The enhanced sensitivity to PARPi in combination with temozolomide was not specific to EWSCs. In DU-145 cells we observed sensitivity comparable with EWSCs, and PARP inhibition marginally potentiated the effects of temozolomide treatment in U-2-OS cells (S6B Fig). By contrast, when compared with the parental line ES8, neither MMS nor temozolomide enhanced sensitivity to PARPi in the PARPi-resistant EWSC, OLAR5, which had down-regulated PARP1 expression (S6C Fig).

To determine whether temozolomide and PARP1 inhibition enhanced the trapping of PARP1, we used a cellular sub-fractionation assay.

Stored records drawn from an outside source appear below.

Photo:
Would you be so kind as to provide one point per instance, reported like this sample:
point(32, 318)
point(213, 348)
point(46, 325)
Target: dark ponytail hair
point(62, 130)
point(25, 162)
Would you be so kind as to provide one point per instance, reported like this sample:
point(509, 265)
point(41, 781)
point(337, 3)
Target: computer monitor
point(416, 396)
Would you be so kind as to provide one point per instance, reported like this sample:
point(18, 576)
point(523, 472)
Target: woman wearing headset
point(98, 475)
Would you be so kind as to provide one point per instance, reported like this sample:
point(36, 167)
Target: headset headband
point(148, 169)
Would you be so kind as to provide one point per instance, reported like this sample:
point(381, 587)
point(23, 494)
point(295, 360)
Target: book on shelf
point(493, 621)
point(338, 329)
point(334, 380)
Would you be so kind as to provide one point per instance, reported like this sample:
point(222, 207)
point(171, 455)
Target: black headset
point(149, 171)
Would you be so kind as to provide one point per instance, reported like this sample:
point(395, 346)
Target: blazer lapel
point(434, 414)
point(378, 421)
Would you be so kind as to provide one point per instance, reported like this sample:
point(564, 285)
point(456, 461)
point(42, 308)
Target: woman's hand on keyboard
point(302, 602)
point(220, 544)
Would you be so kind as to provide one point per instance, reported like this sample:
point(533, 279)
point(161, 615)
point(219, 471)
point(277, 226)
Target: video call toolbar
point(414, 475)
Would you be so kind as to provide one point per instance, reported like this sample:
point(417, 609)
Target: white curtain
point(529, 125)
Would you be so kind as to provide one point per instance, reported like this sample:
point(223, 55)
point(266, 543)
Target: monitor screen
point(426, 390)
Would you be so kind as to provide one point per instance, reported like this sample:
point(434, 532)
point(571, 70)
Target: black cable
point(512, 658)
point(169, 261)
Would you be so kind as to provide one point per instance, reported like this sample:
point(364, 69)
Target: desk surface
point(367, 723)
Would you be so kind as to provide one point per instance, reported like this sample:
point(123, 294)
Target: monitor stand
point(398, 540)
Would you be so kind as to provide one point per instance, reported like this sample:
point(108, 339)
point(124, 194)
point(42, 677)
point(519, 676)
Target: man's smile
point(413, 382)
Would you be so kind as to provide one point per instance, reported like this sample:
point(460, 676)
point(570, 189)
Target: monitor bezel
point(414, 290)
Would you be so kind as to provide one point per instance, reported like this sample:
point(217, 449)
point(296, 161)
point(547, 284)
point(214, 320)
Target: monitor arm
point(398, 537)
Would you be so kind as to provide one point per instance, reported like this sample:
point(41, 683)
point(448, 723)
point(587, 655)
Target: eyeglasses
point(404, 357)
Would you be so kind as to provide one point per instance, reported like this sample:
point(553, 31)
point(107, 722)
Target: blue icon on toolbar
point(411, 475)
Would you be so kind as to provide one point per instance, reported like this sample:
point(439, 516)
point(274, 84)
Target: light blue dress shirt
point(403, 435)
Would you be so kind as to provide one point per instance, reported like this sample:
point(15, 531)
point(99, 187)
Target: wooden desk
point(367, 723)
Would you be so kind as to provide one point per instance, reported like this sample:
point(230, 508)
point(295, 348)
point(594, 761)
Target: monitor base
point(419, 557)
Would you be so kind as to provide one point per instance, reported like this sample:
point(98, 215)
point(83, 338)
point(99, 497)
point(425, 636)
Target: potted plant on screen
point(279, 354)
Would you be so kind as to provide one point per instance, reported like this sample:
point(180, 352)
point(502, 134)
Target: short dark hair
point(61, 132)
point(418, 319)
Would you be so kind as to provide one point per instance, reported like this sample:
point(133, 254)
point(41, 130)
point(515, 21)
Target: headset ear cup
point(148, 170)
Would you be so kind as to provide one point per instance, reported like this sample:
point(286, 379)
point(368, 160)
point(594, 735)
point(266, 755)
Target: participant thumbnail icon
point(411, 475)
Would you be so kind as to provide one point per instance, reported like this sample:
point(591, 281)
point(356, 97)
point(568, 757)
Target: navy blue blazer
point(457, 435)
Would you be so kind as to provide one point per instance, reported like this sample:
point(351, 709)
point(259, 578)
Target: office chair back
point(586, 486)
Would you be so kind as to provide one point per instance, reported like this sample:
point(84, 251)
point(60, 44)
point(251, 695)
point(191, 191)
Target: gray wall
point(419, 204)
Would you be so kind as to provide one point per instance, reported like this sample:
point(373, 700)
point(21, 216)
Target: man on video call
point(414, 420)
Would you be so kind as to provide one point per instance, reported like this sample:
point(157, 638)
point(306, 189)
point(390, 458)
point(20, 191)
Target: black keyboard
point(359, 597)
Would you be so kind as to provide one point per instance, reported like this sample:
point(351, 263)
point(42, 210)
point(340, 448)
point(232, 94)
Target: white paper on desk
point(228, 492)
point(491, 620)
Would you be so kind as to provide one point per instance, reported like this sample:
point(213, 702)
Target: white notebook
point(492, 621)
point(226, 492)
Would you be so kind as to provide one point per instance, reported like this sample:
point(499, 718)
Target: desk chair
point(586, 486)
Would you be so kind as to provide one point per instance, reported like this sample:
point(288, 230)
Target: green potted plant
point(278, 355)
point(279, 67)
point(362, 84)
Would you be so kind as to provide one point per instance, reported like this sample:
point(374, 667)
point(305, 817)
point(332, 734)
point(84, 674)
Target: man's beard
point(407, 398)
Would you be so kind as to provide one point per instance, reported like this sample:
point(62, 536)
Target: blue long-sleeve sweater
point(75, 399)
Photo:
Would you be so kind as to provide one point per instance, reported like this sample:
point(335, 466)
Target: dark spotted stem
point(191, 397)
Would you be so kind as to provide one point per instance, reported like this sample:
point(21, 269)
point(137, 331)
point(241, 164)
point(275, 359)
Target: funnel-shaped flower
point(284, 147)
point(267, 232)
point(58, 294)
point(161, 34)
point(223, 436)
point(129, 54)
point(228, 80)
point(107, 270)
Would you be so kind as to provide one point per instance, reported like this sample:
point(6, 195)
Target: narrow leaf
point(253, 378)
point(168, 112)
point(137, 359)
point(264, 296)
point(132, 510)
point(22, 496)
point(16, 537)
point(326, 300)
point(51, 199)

We were unable to detect an increase in PARP1-DNA complexes with PARPi alone, or at concentrations at which enhanced sensitivity was detected in viability assays, likely due to lack of sensitivity of the trapping assay. However, 1mM temozolomide and 10μM olaparib drove PARP1 trapping on chromatin to detectable levels, confirming that temozolomide enhanced PARP1 trapping by PARPi (Fig 5D, PARP1 lanes 6 and 10). The lack of sensitivity of the trapping assay is demonstrated by the fact that MMS strongly potentiated the effects of olaparib on cell viability at concentrations of 0.0001% and 0.5μM respectively (S6D Fig), whereas PARP1-DNA complexes were only detected at 10–100 fold higher concentrations (0.01% MMS and 5μM olaparib; Fig 5D and S6E Fig). In aggregate, these data suggested that the toxicity of PARPi in EWSCs is due to cytotoxic PARP1 trapping, and that the combination with DNA alkylating agents, such as MMS or temozolomide, likely enhances toxicity through increased PARP1 trapping.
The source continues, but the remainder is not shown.